= Khaled Louma =

Algerian musician (1954 or 1955 – 2025)

Khaled Louma (1954 or 1955 – 24 August 2025) was an Algerian musician and radio presenter. A pioneer of Algerian rock, he founded the country’s first rock band, T34, and later became a leading figure on Channel 3 of Algerian French-language radio, where he hosted and produced music programs for four decades.

== Career ==

=== Music ===
Louma began his musical career in amateur groups. He founded the rock band T34 in the 1970s while attending university. The group initially played covers of English rock songs before developing original material and rising to prominence in the 1980s. Its best-known tracks include "Boualem El Far", considered an anthem for Algerian youth, as well as "Jamais doukh" ("You Will Never Be Surprised") and "Ma dir walou" ("You Won't Do Anything"). T34's sound combined Western rock elements with traditional Algerian rhythms, described by commentators as bridging chaabi and English rock. Louma’s musical approach was noted for its eclecticism, spanning rock, jazz, disco, funk, and Andalusian folk.

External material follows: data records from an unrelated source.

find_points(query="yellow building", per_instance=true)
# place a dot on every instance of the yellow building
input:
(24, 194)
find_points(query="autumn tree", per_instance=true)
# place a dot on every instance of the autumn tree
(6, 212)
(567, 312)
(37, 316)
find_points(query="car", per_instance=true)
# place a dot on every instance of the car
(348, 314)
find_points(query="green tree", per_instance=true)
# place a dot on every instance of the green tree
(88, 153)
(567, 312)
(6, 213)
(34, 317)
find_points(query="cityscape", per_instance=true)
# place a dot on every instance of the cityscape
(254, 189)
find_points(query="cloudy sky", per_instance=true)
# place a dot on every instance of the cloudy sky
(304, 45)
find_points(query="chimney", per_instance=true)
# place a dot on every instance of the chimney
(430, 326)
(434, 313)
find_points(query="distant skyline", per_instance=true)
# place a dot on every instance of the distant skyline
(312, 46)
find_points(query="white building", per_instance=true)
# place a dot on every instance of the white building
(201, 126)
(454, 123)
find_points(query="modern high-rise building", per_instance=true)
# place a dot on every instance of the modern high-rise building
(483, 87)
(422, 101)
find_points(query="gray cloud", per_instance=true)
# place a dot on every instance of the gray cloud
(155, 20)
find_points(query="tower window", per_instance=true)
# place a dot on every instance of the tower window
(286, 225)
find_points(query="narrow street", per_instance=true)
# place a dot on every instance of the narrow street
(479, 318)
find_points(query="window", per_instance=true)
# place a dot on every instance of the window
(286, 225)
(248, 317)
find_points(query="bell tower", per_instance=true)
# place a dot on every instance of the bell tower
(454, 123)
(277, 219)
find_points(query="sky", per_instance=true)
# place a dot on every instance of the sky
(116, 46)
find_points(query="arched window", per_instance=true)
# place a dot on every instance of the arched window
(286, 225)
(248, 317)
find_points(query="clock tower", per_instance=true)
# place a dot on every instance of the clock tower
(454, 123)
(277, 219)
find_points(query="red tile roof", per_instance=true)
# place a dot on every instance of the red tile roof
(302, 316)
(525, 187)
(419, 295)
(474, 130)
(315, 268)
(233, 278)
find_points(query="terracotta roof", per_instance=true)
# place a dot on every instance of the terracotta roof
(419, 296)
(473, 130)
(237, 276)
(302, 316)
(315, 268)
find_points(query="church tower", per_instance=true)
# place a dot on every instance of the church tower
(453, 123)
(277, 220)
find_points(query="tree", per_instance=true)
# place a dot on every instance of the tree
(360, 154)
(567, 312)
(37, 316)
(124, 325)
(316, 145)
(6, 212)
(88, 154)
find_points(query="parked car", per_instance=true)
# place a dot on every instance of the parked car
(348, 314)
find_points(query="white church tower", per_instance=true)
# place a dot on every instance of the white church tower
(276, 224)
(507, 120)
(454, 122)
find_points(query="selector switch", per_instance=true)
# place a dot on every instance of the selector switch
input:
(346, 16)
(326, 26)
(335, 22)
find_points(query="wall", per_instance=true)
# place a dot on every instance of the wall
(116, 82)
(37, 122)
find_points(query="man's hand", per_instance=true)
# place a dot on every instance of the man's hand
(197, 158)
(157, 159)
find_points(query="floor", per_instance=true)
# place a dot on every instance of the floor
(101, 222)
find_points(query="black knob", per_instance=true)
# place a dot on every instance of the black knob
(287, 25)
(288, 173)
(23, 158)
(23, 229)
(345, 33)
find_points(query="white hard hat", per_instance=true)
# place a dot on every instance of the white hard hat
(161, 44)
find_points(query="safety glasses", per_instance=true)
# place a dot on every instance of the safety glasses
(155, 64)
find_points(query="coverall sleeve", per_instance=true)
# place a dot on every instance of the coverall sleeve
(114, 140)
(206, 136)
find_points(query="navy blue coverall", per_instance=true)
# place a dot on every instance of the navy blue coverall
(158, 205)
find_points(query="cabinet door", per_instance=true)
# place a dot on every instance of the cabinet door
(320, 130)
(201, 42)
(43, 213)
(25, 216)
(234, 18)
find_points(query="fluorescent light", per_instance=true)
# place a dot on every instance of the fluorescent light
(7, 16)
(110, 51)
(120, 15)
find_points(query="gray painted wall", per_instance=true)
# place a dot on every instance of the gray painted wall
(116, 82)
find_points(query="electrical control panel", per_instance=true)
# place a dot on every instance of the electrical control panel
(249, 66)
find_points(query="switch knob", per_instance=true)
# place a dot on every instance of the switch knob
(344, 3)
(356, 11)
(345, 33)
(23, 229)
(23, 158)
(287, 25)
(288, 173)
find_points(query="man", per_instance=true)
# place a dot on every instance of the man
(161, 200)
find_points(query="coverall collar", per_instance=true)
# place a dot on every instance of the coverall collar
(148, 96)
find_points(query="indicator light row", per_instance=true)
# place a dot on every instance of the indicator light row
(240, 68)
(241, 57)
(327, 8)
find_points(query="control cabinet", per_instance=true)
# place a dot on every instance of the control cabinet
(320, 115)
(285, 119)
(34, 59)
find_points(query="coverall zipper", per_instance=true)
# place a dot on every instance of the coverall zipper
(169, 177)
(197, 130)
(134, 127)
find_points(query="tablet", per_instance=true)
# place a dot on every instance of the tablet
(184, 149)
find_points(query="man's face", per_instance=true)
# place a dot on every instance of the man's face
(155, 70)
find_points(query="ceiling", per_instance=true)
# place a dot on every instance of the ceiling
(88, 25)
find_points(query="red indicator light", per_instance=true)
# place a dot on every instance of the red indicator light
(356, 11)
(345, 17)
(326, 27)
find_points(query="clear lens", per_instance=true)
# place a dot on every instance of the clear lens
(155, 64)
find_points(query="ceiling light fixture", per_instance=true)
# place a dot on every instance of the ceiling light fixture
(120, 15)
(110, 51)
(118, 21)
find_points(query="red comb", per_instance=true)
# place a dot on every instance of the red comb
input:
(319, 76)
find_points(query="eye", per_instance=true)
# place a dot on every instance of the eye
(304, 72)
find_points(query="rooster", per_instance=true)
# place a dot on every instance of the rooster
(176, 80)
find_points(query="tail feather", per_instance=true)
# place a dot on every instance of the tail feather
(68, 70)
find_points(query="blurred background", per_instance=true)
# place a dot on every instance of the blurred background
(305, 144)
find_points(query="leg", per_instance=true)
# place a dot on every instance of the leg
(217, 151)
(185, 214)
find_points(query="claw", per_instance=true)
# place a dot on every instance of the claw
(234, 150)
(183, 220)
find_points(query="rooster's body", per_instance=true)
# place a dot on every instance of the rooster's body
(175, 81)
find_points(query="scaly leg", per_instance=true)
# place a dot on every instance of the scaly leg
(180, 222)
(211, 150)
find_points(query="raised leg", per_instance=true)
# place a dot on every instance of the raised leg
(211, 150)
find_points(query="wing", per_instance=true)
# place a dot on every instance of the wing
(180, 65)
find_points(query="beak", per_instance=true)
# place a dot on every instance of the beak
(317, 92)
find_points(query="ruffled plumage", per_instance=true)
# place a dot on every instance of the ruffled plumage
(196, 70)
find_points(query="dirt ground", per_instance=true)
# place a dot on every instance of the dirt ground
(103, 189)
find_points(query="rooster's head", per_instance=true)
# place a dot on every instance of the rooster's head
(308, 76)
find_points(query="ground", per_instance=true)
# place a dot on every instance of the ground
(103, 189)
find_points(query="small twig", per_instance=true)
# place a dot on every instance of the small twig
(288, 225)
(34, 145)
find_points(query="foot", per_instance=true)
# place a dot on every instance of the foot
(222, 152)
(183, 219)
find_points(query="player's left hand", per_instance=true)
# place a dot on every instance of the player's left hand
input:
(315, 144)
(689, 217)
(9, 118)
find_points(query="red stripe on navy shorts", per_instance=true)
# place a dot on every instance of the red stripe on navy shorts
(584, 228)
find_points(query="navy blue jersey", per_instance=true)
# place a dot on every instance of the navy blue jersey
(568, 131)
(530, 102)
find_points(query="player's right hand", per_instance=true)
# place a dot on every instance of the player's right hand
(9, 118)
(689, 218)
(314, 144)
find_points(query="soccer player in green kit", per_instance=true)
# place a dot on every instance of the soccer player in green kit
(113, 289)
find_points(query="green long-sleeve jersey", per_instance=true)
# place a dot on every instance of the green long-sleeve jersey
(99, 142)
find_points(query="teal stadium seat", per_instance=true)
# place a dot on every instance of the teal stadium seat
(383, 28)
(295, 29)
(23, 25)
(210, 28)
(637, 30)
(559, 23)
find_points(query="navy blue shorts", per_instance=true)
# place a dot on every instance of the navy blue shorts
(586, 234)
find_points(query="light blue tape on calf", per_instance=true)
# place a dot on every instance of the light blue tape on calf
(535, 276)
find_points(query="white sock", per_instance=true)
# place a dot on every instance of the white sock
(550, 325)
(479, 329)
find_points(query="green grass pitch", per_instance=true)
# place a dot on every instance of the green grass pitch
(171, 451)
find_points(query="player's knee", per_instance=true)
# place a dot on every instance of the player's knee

He also founded another group, Les Icosiums.

T34 disbanded in the 1990s amid the Algerian Civil War. Louma continued making music, including a double album with T34 guitarist Mourad Rahali featuring re-recorded hits and new tracks.

In interviews, Rahali described Louma as reserved offstage but highly charismatic during performances, stating:

The audience's reaction was incredible. And Khaled was truly a beast on stage. That was his world. […] Off stage, Khaled didn’t talk much. He listened a lot but felt uncomfortable in group debates. Yet on stage, he set the place on fire. His charisma was incredible, and the audience felt it.

After a fifteen-year hiatus, Louma released the album An Algerian Dream, which featured English lyrics and combined elements of blues, jazz, and Maghrebi music.

=== Radio ===
After T34's dissolution, Louma pursued a career in broadcasting. From the 1990s onward, he hosted and produced music programs on Channel 3 of Algerian French-language radio, including Contact and Black Rock. He remained active in this role for four decades. Minister of Culture and Arts Zouhir Ballalou described him as "one of the key personalities of Channel 3 of national radio," noting his contributions to promoting cultural and artistic appreciation among listeners. Writer Arezki Metref noted that Louma brought a distinctive tone and deep musical knowledge to Channel 3 in the 1980s and 1990s, turning radio into "a space of freedom, discovery, and dialogue."

=== Other work ===
In 2019, Louma starred in the short film Winna, directed by the artist and painter Arezki Larbi.

== Personal life and death ==
Louma was born in Hadjout, where he completed his education. He was married to former Channel 3 journalist Naima Tazir, with whom he had a daughter.

Louma died on 24 August 2025, at the age of 70. The Presidency of Algeria, along with the Ministries of Culture and Communication, issued official condolences following his death.